Sebuah kata disebut mempunyai makna konotatif apabila kata itu mempunyai ”nilai rasa”, baik positif maupun negatif. Jika tidak memiliki nilai rasa maka dikatakan tidak memiliki konotasi. Makna konotatif dapat juga berubah dari waktu ke waktu. Misalnya kata ceramah dulu kata ini berkonotasi negatif karena berarti ’cerewet’, tetapi sekarang konotasinya positif.

d.      Makna Kata dan Makna Istilah
Setiap kata atau leksem memiliki makna, namun dalam penggunaannya makna kata itu baru menjadi jelas kalau kata itu sudah berada di dalam konteks kalimatnya atau konteks situasinya. Berbeda  dengan kata, istilah mempunyai makna yang jelas, yang pasti, yang tidak meragukan, meskipun tanpa konteks kalimat. Oleh karena itu sering dikatakan bahwa istilah itu bebas konteks.

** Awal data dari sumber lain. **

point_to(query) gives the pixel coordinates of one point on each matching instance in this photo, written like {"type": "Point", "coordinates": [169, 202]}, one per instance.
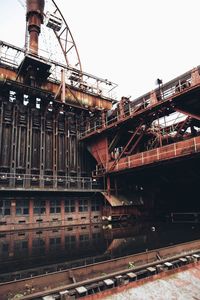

Hanya perlu diingat bahwa sebuah istilah hanya digunakan pada bidang keilmuan atau kegiatan tertentu. Perbedaan antara makna kata dan istilah dapat dilihat dari contoh berikut
(1) Tangannya luka kena pecahan kaca.
(2) Lengannya luka kena pecahan kaca.
Kata tangan dan lengan pada kedua kalimat di atas adalah bersinonim atau bermakna sama. Namun dalam bidang kedokteran kedua kata itu memiliki makna yang berbeda. Tangan bermakna bagian dari pergelangan sampai ke jari tangan; sedangkan lengan adalah bagian dari pergelangan sampai ke pangkal bahu.

e.        Makna Konseptual dan Makna Asosiatif
Makna konseptual adalah makna yang dimiliki oleh sebuah leksem terlepas dari konteks atau asosiasi apa pun. Kata kuda memiliki makna konseptual ’sejenis binatang berkaki empat yang biasa dikendarai’. Jadi makna konseptual sesungguhnya sama saja dengan makna leksikal, makna denotatif, dan makna referensial.
Makna asosiatif adalah makna yang dimiliki sebuah leksem atau kata berkenaan dengan adanya hubungan kata itu dengan sesuatu yang berada di luar bahasa. Misalnya, kata melati berasosiasi dengan sesuatu yang suci atau kesucian.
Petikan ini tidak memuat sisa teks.